With the people of Mt Roskill set to go the polls within a couple weeks, the campaign could be described as vigorous. A crucial battleground before next year, we’ve seen National and Labour duking it out for the soul of the electorate with no shortage of controversy or passion.
The main controversy surrounding this by-election has stemmed from the behaviour of National party activists towards Michael Wood’s family, starting at a debate. Held by the Central Leader, the local Fairfax owned newspaper, there was two way debate between Michael Wood and Parmjeet Parmar, which was very eventful to say the least. Indian students, facing deportation due to fraudulent paperwork, protested as well as an independent candidate who complained he wasn’t getting an opportunity to speak. However, Parmjeet’s husband made the most controversial move, making comments about Wood’s wife, Julie Fairey, currently the deputy chair of Puketapapa Local Board. Mr Parmar was escorted out by Michael, though accusations that he ‘manhandled’ him flew from activists. They were disproven by video, but no apology has been made despite calls from Labour. This could potentially damage National’s chances, but no indication has been given (no public polling data has been released for the by-election as of writing).

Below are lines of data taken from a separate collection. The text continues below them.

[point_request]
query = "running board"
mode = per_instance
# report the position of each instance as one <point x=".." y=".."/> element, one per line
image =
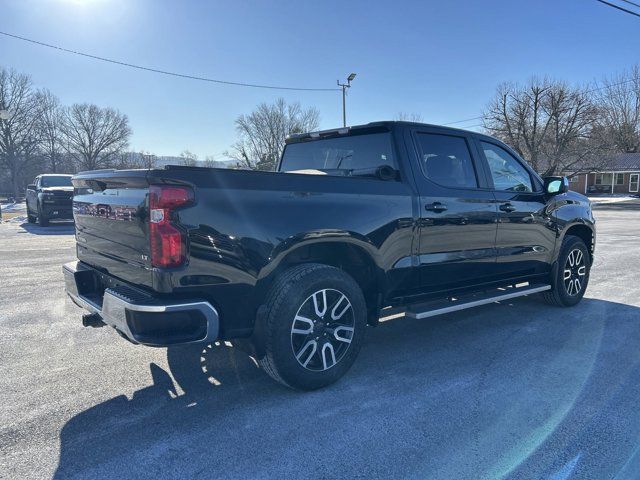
<point x="440" y="307"/>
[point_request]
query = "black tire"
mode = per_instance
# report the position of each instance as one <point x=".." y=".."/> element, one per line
<point x="43" y="221"/>
<point x="563" y="292"/>
<point x="290" y="294"/>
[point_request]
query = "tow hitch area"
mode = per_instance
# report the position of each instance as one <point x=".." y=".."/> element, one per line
<point x="92" y="320"/>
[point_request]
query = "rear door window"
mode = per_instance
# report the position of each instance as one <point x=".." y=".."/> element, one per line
<point x="446" y="160"/>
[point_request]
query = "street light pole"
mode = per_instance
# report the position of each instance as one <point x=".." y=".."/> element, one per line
<point x="344" y="96"/>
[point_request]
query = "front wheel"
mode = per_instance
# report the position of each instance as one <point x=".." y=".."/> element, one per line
<point x="313" y="327"/>
<point x="572" y="275"/>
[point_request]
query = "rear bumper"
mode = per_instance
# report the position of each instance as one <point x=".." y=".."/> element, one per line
<point x="52" y="209"/>
<point x="136" y="315"/>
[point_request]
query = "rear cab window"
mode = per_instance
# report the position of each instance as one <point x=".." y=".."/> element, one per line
<point x="446" y="160"/>
<point x="507" y="173"/>
<point x="348" y="155"/>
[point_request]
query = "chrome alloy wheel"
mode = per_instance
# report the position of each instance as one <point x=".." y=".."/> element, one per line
<point x="322" y="330"/>
<point x="575" y="270"/>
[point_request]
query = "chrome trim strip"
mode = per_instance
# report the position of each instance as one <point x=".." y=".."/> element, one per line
<point x="463" y="306"/>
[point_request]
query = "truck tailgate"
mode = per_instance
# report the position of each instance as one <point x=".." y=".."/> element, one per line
<point x="111" y="213"/>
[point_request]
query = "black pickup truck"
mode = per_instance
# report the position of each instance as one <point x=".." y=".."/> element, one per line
<point x="357" y="223"/>
<point x="49" y="197"/>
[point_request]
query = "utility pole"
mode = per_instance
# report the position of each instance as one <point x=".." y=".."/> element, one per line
<point x="344" y="96"/>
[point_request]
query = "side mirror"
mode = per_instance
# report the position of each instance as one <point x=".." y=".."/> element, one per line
<point x="556" y="185"/>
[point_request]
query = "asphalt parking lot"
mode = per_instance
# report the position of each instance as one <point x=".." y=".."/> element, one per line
<point x="516" y="390"/>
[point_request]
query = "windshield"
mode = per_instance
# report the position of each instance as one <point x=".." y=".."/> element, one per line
<point x="56" y="181"/>
<point x="340" y="154"/>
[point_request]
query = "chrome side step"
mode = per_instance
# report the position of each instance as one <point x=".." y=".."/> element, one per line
<point x="447" y="306"/>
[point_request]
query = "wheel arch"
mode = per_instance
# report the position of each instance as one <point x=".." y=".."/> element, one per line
<point x="354" y="257"/>
<point x="586" y="233"/>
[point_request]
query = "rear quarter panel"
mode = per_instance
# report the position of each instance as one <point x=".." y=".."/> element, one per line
<point x="245" y="223"/>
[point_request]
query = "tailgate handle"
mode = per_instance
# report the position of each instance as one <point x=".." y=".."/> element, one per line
<point x="507" y="207"/>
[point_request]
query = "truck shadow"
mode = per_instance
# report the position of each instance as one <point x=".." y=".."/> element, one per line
<point x="484" y="380"/>
<point x="54" y="228"/>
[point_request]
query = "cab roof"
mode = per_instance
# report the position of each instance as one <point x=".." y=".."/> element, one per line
<point x="384" y="124"/>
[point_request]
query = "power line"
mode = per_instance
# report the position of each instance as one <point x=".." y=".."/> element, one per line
<point x="631" y="3"/>
<point x="620" y="8"/>
<point x="165" y="72"/>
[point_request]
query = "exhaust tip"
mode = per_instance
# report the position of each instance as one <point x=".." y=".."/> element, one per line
<point x="92" y="320"/>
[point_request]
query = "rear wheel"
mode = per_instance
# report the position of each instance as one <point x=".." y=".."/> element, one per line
<point x="572" y="276"/>
<point x="313" y="327"/>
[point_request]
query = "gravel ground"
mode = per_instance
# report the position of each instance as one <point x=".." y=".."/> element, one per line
<point x="518" y="389"/>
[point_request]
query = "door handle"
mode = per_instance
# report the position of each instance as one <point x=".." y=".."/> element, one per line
<point x="435" y="207"/>
<point x="507" y="207"/>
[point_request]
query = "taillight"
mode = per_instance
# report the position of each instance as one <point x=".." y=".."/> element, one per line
<point x="168" y="243"/>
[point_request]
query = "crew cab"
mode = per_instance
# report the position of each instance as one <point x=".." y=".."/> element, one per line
<point x="49" y="197"/>
<point x="358" y="222"/>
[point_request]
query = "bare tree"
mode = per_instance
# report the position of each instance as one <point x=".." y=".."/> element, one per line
<point x="188" y="158"/>
<point x="19" y="116"/>
<point x="263" y="132"/>
<point x="148" y="159"/>
<point x="94" y="135"/>
<point x="209" y="161"/>
<point x="409" y="117"/>
<point x="618" y="100"/>
<point x="547" y="122"/>
<point x="50" y="129"/>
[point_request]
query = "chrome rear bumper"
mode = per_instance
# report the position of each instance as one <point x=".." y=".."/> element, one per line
<point x="138" y="316"/>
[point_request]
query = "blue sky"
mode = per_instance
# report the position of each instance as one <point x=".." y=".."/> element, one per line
<point x="441" y="59"/>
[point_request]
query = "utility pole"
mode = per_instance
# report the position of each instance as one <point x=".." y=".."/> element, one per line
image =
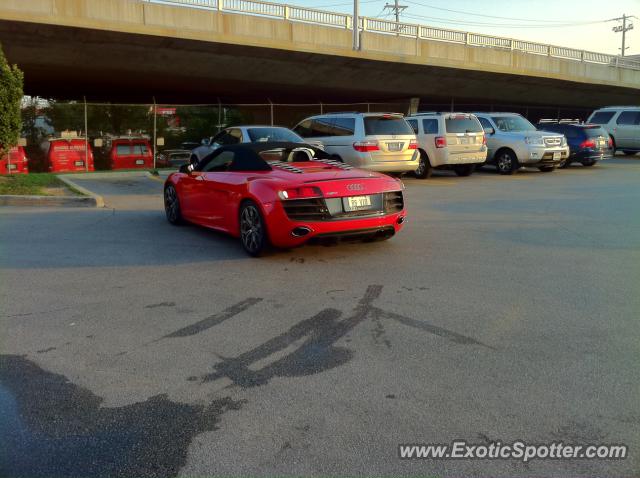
<point x="356" y="26"/>
<point x="624" y="28"/>
<point x="397" y="9"/>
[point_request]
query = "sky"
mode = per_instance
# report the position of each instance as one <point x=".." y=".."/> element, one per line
<point x="558" y="22"/>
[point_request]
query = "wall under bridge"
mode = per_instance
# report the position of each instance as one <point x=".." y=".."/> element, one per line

The People’s Party has a decent support ground, as has been displayed up and down the streets with their hoarding numbers. However, I am not convinced they can win the electorate. I have not seen any activists out on the streets, and their only policies I know are that their candidate plans to donate his salary for children in poverty and to stop Indian students being deported. There is very little information on other issues, which was not helped by their rather vague pamphlet. They clearly are trying to court the immigrant vote, and while support could be reasonable, I think the best case scenario for the party would be that their candidate saves their deposit. It’s clearly a two horse race.
Both campaigns have had distinct themes and is shown through how they interact with the community. Michael Wood’s campaign has a very community based theme to it, painting the government as having abandoned and neglected the community and promising to be its champion, advocating to improve local infrastructure and essential services that have been cut under National. He’s taken the message to the streets, whether to businesses, a street corner, he’s even been speaking at bus stops, as I found when I was heading off to an exam. Parmjeet has oriented her side to more business-friendly politics. She commonly speaks to business owners and one of her main policies is to bring forward a business association akin to those in Panmure and Tamaki. She has tried to focus on some of the issues arisen by Labour, criticising Wood’s light rail plans and claiming he is opposed to house development in Three Kings Quarry. About the community, however, I have heard some negative reception from residents, from believing she is out of touch with the community, to being somewhat cold in an informal setting. But as mentioned before, I cannot conclusively make a call on where the pendulum is leaning due to a lack of polling.
It is clearly a vigorous competition for this seat, but we won’t know for sure who made the biggest push until next Saturday night.